JSON streaming

from Wikipedia, the free encyclopedia

The term JSON streaming summarizes various methods that enable JSON -coded data to be processed during transmission or to add data that has already been sent or written (and can no longer be changed).

Problem Description

In order to combine several data (usually of the same type) into one unit, there is the data type in JSON Array. A JSON array begins with an opening square bracket, followed by the array elements, which are separated by commas, and ends with a closing square bracket:

[ Element1 , Element2 , ]

However, this format is not "streaming-capable" because a JSON parser only accepts the array with the closing square brackets and cannot process it beforehand. Once an array has been closed, it cannot be "opened" or expanded again afterwards.

possible solutions

The problem described above can be solved in different ways:

Laxer parser

The parser in the receiver could process the elements of the array as soon as it has clearly recognized the end of the element:

  • Strings, objects and arrays with the closing quotation mark or the closing bracket
  • null, true, falseAnd numbers at the first sign, according to this value (usually a space, carriage return or comma)

This approach is problematic if it can happen that the array is never closed or contains invalid characters, since then the entire array should have been discarded because it does not represent a valid JSON.

Line-delimited JSON

JSON is a textual format that allows different formatting. In particular, more complex data objects can be formatted more easily "human-readable" using spaces and line breaks at suitable places. Conversely, the representation can be compacted in such a way that a data element does not contain any line breaks (line breaks within character strings must be \ncoded anyway ).

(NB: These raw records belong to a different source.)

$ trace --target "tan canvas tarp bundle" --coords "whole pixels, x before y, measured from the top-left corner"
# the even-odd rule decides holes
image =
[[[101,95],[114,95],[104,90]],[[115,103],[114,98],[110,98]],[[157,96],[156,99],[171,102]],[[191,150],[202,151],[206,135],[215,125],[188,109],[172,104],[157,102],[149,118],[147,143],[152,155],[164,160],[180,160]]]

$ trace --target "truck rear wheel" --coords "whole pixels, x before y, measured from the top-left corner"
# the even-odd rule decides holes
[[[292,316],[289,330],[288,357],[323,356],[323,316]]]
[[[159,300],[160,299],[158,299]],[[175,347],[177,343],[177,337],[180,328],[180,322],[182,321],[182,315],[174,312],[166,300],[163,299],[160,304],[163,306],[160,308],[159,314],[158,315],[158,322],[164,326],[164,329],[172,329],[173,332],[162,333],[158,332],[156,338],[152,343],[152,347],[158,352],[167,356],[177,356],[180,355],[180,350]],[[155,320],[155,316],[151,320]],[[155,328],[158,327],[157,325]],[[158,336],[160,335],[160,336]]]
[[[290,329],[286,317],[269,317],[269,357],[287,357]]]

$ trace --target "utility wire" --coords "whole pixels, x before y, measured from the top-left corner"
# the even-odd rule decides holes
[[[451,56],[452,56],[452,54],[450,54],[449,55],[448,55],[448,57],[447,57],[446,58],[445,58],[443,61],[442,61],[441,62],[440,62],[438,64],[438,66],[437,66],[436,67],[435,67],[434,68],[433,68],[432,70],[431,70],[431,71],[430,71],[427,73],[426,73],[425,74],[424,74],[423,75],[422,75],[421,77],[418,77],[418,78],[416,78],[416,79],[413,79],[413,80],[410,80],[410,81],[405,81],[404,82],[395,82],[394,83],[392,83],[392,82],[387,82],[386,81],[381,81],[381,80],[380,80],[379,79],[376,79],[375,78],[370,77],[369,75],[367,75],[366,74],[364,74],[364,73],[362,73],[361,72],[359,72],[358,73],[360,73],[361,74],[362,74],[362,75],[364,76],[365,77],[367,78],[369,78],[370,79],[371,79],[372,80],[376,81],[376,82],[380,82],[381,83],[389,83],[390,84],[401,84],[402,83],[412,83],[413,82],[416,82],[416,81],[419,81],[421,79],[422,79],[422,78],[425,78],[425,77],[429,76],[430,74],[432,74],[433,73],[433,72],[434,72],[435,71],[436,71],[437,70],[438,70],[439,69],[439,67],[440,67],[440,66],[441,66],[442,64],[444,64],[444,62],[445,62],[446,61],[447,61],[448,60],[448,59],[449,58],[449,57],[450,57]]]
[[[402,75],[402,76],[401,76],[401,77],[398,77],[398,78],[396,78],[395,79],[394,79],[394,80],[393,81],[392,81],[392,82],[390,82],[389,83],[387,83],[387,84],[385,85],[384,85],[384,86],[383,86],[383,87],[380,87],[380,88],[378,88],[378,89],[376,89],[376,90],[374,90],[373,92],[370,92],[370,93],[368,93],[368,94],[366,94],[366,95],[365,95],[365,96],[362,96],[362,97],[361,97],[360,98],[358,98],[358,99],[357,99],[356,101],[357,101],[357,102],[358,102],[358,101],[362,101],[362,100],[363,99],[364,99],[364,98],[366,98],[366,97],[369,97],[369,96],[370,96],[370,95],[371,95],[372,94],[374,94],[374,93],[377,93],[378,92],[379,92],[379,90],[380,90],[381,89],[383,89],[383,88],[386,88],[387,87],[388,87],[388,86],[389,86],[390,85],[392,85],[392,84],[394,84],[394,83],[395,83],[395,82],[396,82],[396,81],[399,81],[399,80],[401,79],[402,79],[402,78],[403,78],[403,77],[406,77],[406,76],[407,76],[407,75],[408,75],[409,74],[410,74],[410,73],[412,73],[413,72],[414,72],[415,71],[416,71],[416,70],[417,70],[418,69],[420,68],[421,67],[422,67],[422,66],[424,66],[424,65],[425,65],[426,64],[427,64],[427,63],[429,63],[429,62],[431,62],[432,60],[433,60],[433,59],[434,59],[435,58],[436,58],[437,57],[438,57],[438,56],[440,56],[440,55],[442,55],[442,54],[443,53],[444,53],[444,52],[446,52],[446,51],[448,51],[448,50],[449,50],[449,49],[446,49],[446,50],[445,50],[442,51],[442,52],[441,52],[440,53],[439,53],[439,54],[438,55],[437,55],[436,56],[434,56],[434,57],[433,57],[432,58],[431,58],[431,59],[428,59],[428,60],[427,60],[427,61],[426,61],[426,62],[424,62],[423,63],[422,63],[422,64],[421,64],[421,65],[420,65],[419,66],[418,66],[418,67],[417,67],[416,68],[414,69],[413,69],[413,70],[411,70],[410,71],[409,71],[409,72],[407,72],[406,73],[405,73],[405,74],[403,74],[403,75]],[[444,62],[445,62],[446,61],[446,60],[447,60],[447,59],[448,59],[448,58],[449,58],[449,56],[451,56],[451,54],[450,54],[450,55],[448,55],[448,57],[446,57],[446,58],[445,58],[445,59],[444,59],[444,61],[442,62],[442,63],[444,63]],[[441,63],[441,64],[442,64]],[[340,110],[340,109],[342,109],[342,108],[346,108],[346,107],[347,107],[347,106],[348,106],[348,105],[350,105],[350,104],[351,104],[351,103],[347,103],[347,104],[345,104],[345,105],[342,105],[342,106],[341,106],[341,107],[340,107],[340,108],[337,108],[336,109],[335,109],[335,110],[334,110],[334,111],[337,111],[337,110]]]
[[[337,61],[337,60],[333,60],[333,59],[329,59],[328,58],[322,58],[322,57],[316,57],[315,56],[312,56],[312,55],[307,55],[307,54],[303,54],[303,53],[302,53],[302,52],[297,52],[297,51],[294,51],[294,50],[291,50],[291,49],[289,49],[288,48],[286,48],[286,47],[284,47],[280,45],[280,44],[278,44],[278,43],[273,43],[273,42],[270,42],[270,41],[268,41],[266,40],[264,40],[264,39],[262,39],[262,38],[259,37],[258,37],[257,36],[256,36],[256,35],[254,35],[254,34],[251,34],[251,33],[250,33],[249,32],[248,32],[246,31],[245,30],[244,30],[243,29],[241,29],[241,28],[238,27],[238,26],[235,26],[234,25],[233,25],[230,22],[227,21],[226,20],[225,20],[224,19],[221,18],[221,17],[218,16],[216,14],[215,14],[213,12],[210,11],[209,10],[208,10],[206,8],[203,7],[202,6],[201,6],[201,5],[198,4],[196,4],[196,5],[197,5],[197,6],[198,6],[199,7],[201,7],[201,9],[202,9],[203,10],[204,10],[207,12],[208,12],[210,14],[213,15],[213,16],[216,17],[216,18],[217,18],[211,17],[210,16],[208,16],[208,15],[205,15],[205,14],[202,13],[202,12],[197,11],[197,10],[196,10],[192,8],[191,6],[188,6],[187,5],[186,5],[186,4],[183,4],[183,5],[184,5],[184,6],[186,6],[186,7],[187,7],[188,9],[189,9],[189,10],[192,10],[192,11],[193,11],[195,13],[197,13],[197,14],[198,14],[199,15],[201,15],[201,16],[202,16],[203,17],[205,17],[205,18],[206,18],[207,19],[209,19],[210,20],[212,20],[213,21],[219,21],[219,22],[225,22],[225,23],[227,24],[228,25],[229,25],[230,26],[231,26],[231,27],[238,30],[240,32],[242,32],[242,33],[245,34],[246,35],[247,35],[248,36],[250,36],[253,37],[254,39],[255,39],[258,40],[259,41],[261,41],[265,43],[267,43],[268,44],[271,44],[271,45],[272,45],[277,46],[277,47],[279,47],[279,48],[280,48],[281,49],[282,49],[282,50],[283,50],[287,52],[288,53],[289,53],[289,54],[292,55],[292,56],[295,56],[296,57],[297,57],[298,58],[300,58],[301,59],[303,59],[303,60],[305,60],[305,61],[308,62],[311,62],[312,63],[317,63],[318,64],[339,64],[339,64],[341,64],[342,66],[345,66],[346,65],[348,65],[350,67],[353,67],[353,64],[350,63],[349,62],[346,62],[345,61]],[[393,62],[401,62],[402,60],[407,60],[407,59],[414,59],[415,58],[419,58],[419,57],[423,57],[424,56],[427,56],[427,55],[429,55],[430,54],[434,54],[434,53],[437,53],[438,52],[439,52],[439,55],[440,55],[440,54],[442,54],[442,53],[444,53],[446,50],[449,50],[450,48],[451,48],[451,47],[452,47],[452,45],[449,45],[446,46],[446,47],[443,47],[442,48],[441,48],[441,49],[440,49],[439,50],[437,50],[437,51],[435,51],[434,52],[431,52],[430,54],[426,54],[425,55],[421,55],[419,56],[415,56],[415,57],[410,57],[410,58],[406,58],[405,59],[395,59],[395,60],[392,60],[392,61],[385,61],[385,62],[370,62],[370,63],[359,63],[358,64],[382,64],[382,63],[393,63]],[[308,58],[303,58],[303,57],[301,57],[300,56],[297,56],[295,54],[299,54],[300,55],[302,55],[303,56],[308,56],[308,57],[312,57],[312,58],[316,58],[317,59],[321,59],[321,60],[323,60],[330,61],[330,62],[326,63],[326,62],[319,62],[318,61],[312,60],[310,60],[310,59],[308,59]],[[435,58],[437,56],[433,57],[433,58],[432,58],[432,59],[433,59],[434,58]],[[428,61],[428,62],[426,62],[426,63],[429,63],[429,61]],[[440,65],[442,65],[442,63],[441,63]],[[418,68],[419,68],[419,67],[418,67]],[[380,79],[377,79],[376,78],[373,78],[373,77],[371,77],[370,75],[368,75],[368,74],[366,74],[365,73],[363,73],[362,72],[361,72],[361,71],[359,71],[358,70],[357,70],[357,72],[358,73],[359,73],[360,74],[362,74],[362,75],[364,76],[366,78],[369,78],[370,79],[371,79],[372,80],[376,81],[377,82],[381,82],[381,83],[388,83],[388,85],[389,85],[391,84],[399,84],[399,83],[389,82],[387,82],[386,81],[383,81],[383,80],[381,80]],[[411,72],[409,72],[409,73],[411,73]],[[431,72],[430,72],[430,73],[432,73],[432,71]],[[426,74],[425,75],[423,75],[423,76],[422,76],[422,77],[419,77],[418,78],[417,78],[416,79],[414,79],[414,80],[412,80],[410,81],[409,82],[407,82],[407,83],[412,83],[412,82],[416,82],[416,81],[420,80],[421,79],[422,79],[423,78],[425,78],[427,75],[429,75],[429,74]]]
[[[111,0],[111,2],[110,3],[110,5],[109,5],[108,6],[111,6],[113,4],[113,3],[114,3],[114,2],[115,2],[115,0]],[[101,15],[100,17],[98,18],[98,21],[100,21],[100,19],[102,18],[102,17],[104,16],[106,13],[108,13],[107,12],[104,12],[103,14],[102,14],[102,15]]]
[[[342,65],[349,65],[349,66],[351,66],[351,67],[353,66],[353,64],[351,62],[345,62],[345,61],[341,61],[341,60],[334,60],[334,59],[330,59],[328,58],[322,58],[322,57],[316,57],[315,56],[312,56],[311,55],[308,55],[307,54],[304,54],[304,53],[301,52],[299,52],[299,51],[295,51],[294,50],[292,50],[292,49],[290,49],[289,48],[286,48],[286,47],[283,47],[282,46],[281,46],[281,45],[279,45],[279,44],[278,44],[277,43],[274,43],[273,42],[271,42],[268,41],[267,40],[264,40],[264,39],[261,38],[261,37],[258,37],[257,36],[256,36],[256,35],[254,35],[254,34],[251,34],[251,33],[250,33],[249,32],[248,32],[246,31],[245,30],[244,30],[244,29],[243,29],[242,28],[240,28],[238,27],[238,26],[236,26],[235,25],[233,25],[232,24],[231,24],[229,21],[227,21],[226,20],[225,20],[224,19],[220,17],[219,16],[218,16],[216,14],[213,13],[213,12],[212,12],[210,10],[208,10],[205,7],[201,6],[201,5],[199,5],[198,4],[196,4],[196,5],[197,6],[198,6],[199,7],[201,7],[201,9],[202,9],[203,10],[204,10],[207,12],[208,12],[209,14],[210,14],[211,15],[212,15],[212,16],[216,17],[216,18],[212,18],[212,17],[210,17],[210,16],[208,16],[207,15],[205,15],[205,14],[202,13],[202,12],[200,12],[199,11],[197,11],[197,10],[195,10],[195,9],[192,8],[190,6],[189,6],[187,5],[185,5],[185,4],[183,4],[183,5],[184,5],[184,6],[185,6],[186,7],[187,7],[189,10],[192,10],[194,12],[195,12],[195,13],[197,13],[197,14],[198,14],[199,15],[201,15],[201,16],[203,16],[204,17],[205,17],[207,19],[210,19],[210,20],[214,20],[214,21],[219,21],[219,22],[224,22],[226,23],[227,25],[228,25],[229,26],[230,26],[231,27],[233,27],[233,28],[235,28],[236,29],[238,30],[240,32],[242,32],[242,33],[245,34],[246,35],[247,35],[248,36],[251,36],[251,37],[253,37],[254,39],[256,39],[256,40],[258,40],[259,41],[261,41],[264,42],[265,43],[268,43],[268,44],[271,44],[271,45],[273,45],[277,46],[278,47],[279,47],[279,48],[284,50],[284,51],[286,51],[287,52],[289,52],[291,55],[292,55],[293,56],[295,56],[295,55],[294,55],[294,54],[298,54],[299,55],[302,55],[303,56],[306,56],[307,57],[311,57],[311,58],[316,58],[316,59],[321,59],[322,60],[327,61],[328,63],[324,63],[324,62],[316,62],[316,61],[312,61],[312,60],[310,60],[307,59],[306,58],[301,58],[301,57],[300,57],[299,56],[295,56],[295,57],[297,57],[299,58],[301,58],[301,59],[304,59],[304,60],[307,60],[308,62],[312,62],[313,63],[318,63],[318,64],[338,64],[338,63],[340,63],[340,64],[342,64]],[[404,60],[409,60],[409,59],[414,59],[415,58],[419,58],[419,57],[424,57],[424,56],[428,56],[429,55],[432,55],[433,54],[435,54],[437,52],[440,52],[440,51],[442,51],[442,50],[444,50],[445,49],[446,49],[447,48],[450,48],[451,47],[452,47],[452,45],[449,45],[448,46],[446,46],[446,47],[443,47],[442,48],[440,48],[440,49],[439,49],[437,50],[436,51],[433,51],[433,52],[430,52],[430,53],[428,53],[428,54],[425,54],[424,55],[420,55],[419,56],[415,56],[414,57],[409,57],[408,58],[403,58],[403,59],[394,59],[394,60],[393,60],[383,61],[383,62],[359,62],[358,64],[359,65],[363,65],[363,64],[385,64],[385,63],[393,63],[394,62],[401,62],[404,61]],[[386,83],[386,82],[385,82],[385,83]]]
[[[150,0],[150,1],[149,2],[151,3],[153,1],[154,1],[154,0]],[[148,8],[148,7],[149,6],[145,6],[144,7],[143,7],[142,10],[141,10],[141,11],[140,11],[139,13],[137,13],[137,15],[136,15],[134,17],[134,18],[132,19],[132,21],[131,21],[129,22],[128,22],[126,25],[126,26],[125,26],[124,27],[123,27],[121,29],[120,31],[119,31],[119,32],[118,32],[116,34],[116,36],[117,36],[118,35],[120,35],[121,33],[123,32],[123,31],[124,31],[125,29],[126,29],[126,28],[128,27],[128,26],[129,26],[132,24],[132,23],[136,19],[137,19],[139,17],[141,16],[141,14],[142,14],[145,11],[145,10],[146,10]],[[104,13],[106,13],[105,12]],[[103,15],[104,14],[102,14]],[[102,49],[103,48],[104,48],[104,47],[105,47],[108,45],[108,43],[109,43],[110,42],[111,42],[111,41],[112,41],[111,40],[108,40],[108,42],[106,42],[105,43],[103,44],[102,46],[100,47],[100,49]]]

If the sender and recipient have agreed on such "single-line" formatted data elements, the end-of-line character can be used as a separator:

{"id":123, "name":"Jane Doe", "value":4711}
{"id":666, "name":"E. Teufel", "value":-1}

This format is used by various JavaScript frameworks and is also known as LDJSON, NDJSON or JSONL.

Pro This format allows processing by programs that process data line by line without worrying about the content of the lines.

Cons The individual data objects may have to be reformatted so that they do not contain any line breaks.

Record separator delimited JSON

As a text format, JSON (apart from the characters 09 hex (Tab), 0A hex (Newline) and 0C hex (CR)) must not contain any ASCII control characters. Any control characters in character strings must be replaced by appropriate escape sequences.

Thus it is possible (as an incompatible extension) to define a special ASCII control character as a separator for the individual data elements.

Usually the character 1E hex is used for this , the name of which “Record Separator” reminds you that it was originally intended as a separator for structured data.

This format is also called JSON text sequences , has its own MIME type application/json-seq and is specified in RFC 7464 . Here, however, the RS character is not used as a separator between the entries, but as a start character at the beginning of each entry. A line break is also inserted after each entry. When parsing, it must be noted that further line breaks can occur within an entry.

Cons: Requires customized parsers and generators.

Pro 1 from other JSON sources adopted: The individual data elements need not be reformatted consuming but can 1

Pro Pre-processing that separates the individual entries from each other, only scanning requires after the RS character and is therefore very easy.

Concatenated JSON

The data elements are transmitted one after the other without any separators. For strings, arrays and objects this is not a problem for suitable parsers; other data types require at least one space or line break in order to be able to process the data.

Usually a line break is simply sent after each data element, even if it is not necessary for unambiguous parsing.

Pro Most JSON parser several JSON data elements are easily been able to read from a data stream.

Cons It is not possible to separate the individual data elements from one another in a preprocessing step without parsing the complete JSON format.